Yolsuz Tescil Nedir?

Yolsuz tescil, tapudaki tescil kaydının gerçeğe aykırı olmasına denir. Başka bir ifadeyle gerçekten başka birisi hak sahibi iken tapuda başka birinin hak sahibi görünmesi durumudur. Bu durum asıl hak sahibi bakımından oldukça sakıncalı bir durum olup yolsuz tescil sahibi gayrimenkulü iyi niyetli üçüncü kişiye satarsa asıl hak sahibi artık taşınmazın adına tescil edilmesini talep edemez. Bu sebeple yolsuz tescilin düzeltilmesi için tapu kaydının düzeltilmesi davası (tapu iptali ve tescil davası) açılmalıdır.

Tapudaki Yolsuz Tescil Nasıl Düzeltilir?

Yolsuz tescil çeşitli yollarla düzeltilebilir. Bunlar; tarafların anlaşması, tapu memurunun re’sen düzeltmesi ve mahkeme kararı ile düzeltmedir.

Tapu İptali ve Tescil Davası (Tapu Kaydının Düzeltilmesi Davası)

Tapuya yapılan tescilin dayanağı olan kurucu unsurların eksik ya da sakat olması sebebiyle TMK’nun 1025.maddesine dayanarak tapu kaydının düzeltilmesi talep edilebilir. Kurucu unsurlardaki eksiklik ya da sakatlık tescilin bağlayıcı olmayan bir hukuki işleme dayanma ya da hukuki sebepten yoksun olmasından kaynaklanabilir. Taşınmazın devrinde şekil eksikliği, ehliyetsizlik, muvazaa, sahte vekâletnameye dayanılarak işlemin yapılması gibi durumlar buna örnektir.

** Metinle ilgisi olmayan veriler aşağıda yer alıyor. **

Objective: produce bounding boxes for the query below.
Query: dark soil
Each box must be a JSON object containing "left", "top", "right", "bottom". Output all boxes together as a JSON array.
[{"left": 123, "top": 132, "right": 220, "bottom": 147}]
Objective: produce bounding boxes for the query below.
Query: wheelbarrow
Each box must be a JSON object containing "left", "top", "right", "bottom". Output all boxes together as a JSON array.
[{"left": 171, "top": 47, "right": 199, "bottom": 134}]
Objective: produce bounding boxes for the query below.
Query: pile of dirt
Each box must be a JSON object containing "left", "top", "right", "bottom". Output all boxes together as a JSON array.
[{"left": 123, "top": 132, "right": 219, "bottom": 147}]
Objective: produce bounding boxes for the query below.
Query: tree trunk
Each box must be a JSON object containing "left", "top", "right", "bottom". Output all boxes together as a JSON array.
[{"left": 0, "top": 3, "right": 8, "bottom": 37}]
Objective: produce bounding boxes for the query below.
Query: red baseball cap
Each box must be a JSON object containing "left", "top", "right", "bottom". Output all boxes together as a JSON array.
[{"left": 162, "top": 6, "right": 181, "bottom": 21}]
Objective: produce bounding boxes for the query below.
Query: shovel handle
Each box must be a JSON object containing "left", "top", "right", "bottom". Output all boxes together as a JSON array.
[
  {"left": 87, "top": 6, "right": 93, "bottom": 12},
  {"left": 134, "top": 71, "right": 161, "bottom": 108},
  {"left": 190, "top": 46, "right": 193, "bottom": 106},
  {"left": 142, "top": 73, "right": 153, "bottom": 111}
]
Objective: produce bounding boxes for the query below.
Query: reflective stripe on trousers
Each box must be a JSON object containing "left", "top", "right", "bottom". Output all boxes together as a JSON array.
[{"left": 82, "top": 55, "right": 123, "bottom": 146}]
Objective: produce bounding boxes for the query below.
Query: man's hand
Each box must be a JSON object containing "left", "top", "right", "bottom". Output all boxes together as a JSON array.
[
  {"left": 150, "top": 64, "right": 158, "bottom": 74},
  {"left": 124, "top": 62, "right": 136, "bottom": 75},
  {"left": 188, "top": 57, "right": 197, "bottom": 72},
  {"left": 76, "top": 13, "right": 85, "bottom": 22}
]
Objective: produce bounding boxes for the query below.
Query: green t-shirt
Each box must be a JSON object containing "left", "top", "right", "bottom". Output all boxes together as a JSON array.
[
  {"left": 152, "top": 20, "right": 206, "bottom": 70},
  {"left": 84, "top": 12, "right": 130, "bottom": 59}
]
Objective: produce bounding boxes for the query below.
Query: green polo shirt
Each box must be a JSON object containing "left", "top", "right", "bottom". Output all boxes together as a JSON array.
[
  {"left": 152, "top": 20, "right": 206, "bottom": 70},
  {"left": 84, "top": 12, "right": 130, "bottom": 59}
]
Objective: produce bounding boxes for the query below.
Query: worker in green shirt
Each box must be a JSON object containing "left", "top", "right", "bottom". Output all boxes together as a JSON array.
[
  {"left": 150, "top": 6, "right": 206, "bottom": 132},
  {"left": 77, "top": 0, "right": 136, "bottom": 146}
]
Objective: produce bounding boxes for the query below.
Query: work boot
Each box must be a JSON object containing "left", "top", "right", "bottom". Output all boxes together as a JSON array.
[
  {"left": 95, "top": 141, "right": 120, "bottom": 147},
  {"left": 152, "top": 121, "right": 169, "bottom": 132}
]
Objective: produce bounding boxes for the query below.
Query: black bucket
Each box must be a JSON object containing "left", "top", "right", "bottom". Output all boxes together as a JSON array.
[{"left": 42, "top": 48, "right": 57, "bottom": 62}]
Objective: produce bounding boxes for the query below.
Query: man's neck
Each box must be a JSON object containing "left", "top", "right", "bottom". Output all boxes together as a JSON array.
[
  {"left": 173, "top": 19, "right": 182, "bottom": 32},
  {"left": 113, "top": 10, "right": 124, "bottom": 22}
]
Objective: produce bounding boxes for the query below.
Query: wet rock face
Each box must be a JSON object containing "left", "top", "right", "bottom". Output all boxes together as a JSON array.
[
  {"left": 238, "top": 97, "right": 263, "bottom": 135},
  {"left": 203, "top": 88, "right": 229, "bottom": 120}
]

Düzeltme davası sadece tapu kaydına yolsuz yapılan tesciller için değil, tapu sicilinden yolsuz şekilde yapılan terkin (silme) ve değiştirme işlemleri için de açılabilir. Dava sonucu mahkemenin vereceği karar ile mülkiyet hükmen davacıya geçer. Mahkeme yolsuz tescilin iptaline ve tapunun gerçek hak sahibi davacı adına tesciline karar verir. Paylı mülkiyet ya da elbirliği ile mülkiyet durumunda Türk Medeni Kanununun 693/2 ve 702/4 maddelerince her bir paydaş tapu iptali ve tescil davası açmaya yetkilidir. Yargıtay 1. Hukuk Dairesi’nin E. 2012/1785, K. 2012/2199, T. 01.03.2012 kararında hazinenin de dava açmakta hukuki yararının olduğu kabul edilmiştir.

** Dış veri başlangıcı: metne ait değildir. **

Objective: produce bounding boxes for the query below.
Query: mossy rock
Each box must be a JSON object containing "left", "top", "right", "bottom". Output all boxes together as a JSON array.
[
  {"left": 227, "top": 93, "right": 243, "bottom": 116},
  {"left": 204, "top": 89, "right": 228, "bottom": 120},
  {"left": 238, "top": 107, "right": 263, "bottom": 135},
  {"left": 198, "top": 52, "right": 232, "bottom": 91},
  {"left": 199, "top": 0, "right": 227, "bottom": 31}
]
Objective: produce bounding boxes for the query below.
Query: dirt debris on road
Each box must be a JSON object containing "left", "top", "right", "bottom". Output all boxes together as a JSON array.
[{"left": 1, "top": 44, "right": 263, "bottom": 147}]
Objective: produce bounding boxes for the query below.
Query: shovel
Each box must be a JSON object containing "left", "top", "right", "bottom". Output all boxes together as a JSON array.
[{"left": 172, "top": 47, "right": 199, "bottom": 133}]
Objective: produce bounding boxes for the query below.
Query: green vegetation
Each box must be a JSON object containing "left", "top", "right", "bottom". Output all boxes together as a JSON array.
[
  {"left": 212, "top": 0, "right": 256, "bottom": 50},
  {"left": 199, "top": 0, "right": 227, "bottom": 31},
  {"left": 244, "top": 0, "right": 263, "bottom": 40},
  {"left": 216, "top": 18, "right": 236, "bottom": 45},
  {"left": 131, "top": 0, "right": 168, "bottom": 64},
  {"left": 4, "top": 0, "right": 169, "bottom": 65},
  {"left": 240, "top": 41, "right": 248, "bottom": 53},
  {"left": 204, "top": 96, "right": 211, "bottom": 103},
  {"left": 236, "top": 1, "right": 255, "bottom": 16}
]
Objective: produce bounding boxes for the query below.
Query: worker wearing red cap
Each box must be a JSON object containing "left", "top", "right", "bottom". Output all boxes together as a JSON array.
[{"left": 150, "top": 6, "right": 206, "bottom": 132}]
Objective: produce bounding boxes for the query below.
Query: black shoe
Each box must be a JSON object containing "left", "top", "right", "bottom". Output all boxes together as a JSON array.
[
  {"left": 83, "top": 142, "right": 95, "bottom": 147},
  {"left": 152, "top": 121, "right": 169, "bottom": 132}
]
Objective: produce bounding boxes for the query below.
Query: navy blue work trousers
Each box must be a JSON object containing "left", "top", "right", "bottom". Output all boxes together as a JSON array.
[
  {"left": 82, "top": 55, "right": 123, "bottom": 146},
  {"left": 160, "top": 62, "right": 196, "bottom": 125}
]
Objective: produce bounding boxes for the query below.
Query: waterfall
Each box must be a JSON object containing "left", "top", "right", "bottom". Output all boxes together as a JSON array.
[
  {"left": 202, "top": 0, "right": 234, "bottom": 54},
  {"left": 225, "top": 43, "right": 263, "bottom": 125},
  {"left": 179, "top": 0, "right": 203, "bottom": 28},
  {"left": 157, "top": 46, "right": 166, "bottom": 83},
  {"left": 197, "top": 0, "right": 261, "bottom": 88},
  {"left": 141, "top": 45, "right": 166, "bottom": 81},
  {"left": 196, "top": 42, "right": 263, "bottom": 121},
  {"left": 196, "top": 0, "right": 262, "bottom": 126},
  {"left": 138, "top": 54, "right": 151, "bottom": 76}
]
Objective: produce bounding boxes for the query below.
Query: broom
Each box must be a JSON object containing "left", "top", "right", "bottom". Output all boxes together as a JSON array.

Kat mülkiyetine tabi taşınmazlar bakımından taşınmazın yöneticisi tapu kaydının düzeltilmesi davası açamaz. Aynı şekilde taşınmaz üzerinde kişisel hak sahibi kişilerin de bu davayı açmaya hakkı yoktur. Bu kapsamda kiracılar kişisel hak sahibi olduğundan tapu kaydının düzeltilmesi davası açamaz. Fakat yolsuz tescile konu taşınmazda kiracı sıfatıyla ikamet eden kişiler her ne kadar tapu iptali ve tescil davası açamayacaklarsa da yolsuz tescil sebebiyle hak sahibi görünen kişinin tahliye davası açması vb. durumlarda kişisel hak sahibi, tescilin yolsuz olduğunu ve davacının malik olmadığını ileri sürebilir. (Yargıtay 1. Hukuk Dairesi 31.12.1979 14213/15362)

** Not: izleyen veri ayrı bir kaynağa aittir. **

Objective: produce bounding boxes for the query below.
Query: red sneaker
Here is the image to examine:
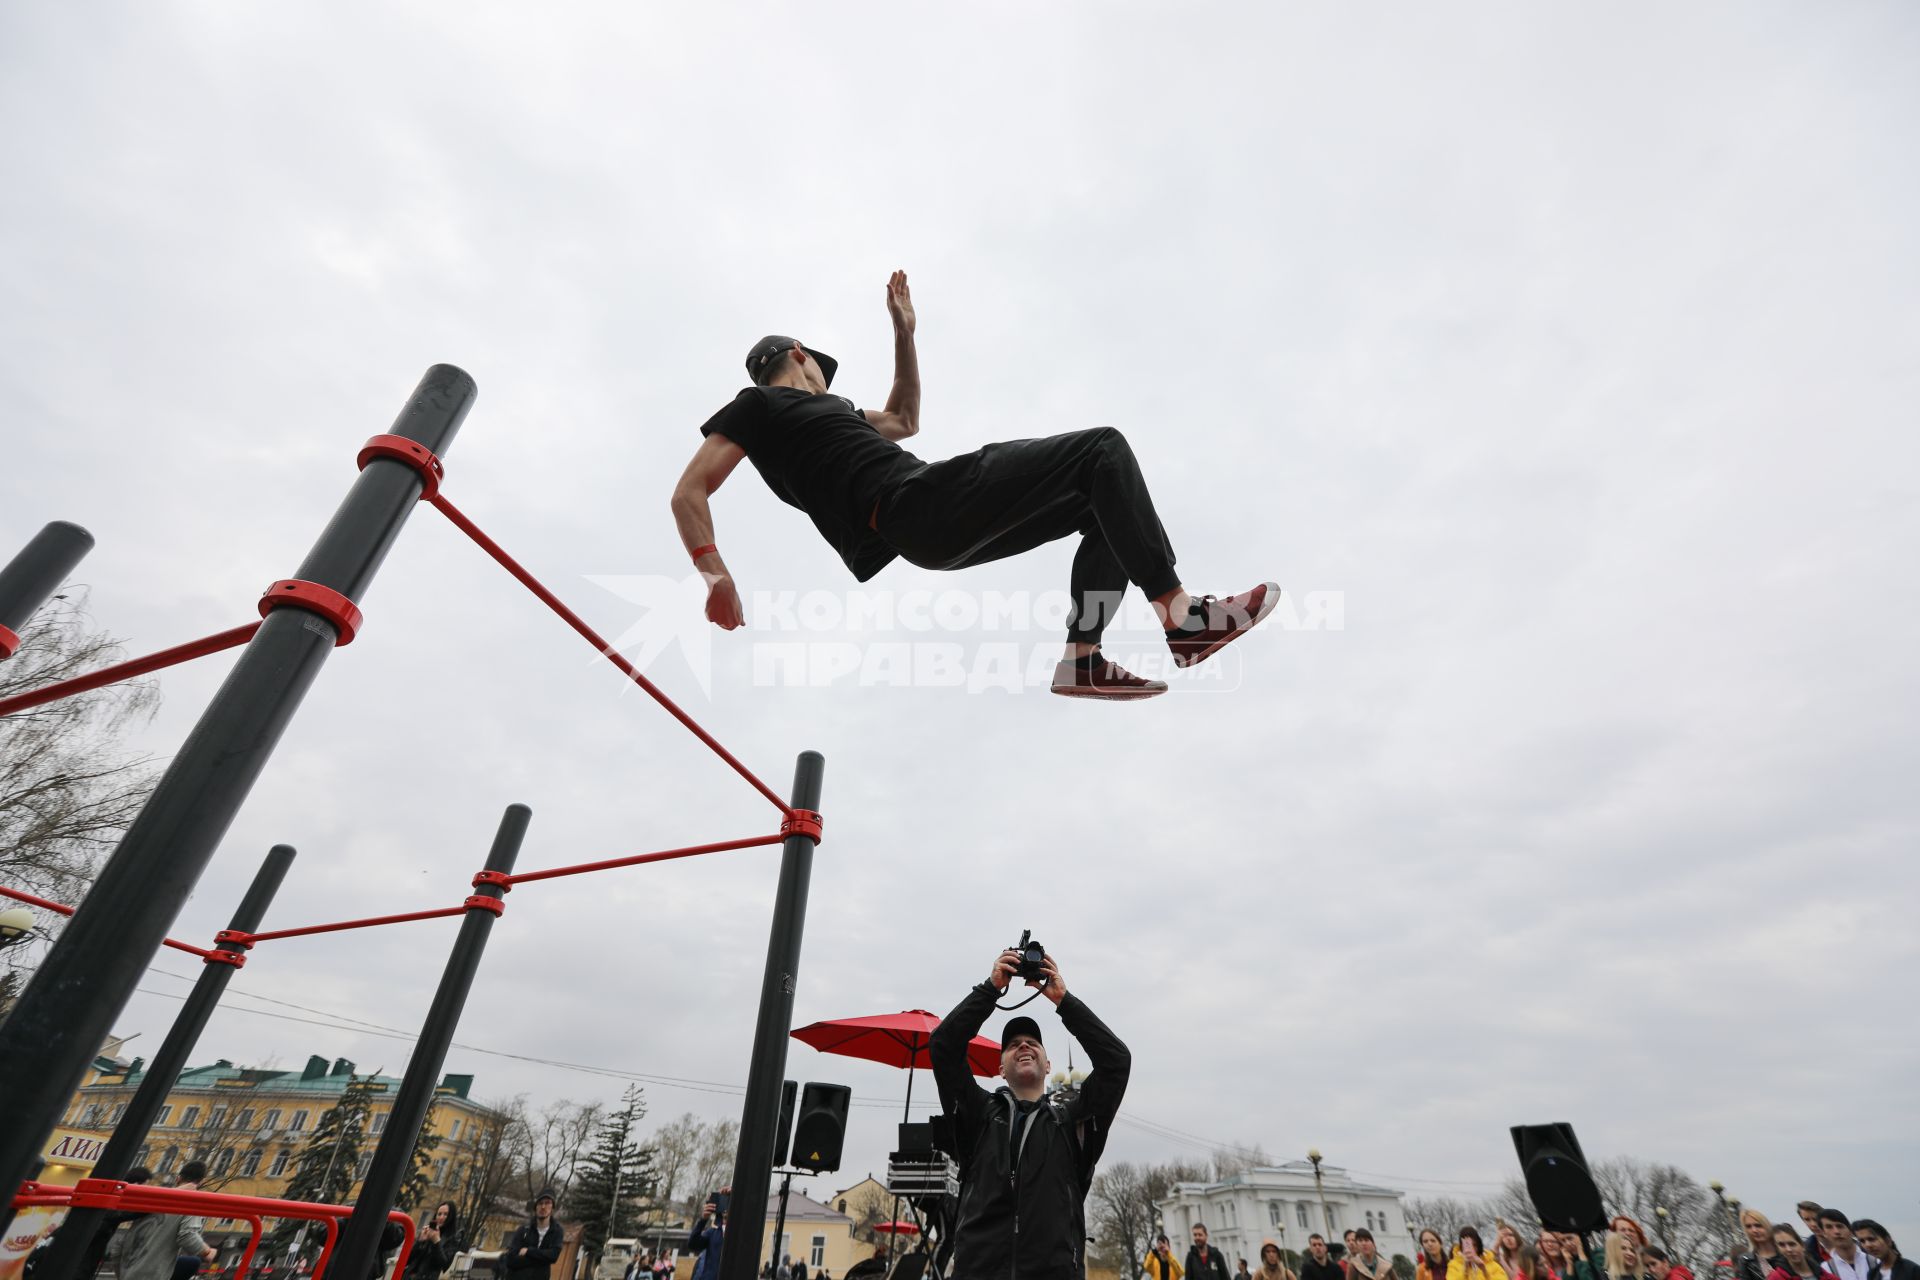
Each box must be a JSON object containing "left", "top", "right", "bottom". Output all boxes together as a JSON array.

Tapu Kaydının Anlaşma İle Düzeltilmesi

Tapu sicilinde yolsuz kayıtların düzeltilmesi için resmi şekilde yapılacak bir sözleşme ile tapu kaydında düzeltme yapılabilir. Eğer yolsuz tescil sadece terkinle düzelecekse sicilde hak sahibi görünen kişinin talebi yeterlidir.

Tapu Sicilinin Tapu Memurunca Re’sen Düzeltilmesi

Tapuya yapılacak tescil için her türlü evrak hukuka uygun olmasına karşın tescil tapu memurunun hatası sonucu meydana gelmişse bu durumda Türk Medeni Kanununun 1027.maddesi uygulama alanı bulur. Tapu kütüğünde yapılacak düzeltme basit yazım hatasından kaynaklanmışsa Tapu Sicil Tüzüğü gereği tapu memuru re’sen bu işlemi yapar. Böyle bir düzeltme için mahkeme kararına lüzum yoktur.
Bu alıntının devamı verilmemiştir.